Katy Perry showed some nipple a couple of says ago and we didn’t even notice. Instead, right, we wrote a story about her fighting a spaceman at the MTV awards. Obviously, that’s not a non-story. It’s quite a big story, but it’s not quite as seismic as Katy Perry standing there with her nipple in the shop window. We’re not sure what’s bigger: Katy Perry flashing a nipple or us not noticing that Katy Perry flashed a nipple. Crazy.
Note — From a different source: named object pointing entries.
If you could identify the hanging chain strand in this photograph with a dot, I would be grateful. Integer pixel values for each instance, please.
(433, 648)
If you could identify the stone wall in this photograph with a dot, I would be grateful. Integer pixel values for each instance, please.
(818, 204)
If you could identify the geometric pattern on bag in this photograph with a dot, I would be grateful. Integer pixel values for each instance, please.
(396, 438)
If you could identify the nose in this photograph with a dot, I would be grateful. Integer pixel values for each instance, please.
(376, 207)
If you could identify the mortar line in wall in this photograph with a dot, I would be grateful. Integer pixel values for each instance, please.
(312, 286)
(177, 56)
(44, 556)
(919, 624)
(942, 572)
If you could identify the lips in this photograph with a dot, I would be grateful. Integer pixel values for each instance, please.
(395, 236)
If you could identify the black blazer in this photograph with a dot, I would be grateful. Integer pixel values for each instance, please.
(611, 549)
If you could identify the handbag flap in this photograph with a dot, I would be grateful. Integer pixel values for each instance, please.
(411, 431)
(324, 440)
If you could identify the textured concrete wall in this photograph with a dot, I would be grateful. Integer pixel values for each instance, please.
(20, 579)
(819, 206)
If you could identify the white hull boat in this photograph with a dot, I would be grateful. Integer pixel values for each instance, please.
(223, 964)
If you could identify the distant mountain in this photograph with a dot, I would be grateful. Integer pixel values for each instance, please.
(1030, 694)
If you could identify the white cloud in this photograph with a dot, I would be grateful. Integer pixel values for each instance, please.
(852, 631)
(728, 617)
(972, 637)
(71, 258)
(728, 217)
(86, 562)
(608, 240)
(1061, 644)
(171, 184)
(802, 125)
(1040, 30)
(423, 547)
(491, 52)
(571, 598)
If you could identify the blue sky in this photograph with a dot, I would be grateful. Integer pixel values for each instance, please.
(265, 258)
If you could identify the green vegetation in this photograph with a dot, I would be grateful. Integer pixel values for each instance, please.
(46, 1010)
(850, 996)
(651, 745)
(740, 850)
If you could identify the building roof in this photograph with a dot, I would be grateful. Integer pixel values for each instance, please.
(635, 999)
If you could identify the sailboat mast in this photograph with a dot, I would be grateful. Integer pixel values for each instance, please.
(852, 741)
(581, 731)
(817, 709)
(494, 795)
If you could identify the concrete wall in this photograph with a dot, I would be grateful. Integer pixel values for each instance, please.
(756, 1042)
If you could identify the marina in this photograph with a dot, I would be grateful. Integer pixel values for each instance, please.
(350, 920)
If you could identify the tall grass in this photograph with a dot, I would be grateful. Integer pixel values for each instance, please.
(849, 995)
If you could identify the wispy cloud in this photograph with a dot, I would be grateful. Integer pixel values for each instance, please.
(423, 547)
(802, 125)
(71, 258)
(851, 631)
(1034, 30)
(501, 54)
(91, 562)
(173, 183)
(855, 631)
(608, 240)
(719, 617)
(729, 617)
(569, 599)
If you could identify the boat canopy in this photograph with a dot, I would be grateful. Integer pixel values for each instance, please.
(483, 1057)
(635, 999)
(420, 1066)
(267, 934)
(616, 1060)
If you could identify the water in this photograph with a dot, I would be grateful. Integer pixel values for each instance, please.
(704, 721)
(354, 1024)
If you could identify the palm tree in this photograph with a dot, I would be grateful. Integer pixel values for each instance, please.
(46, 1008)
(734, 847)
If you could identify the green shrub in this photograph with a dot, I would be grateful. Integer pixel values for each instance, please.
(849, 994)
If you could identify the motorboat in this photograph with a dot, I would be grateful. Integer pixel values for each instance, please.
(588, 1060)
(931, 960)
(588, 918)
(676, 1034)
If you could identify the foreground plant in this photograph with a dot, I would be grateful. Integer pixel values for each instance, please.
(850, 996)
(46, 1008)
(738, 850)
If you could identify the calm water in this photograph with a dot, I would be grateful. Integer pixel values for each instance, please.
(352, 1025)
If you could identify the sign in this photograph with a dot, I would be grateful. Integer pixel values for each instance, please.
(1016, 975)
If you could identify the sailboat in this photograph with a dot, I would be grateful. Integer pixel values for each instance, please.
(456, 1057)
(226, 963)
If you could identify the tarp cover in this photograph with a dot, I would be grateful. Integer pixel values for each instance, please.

Here she is fighting a spaceman:
So, here’s the full length outfit that 24-year-old Katy Perry wore when we got to see her nipple. What do you think? It reminds us of that rubbish Spiderman 3 film where the evil black spider tries to take over and starts crawling all over his skin with its evil sticky web. You see? Katy’s bottom half is all fresh and white and smelling of Lenor, but her top half is in trouble. She’s been corrupted. She’s gone slutty. She’s probably about to flash a nipple.
Quick, get the ruddy magnifiying glass or boot up Photoshop and zoom in on the left tit. Do whatever you need to do, but do it now. And get me a cheese sandwich. And a Mars drink.
Oh, man. This is too much. There’s definite areola, but we’re some way short of certification. It reminds us of the time we used to keep the books at the newsagents. We could tell there was a definite lie or an error even though the total appeared to balance. In this case, Katy Perry’s nipple is staring us in the face, but we’re not staring Katy Perry’s nipple in the face.
Woah. Brain melt. How can we be 100% sure that's her nipple? Because we're drooling.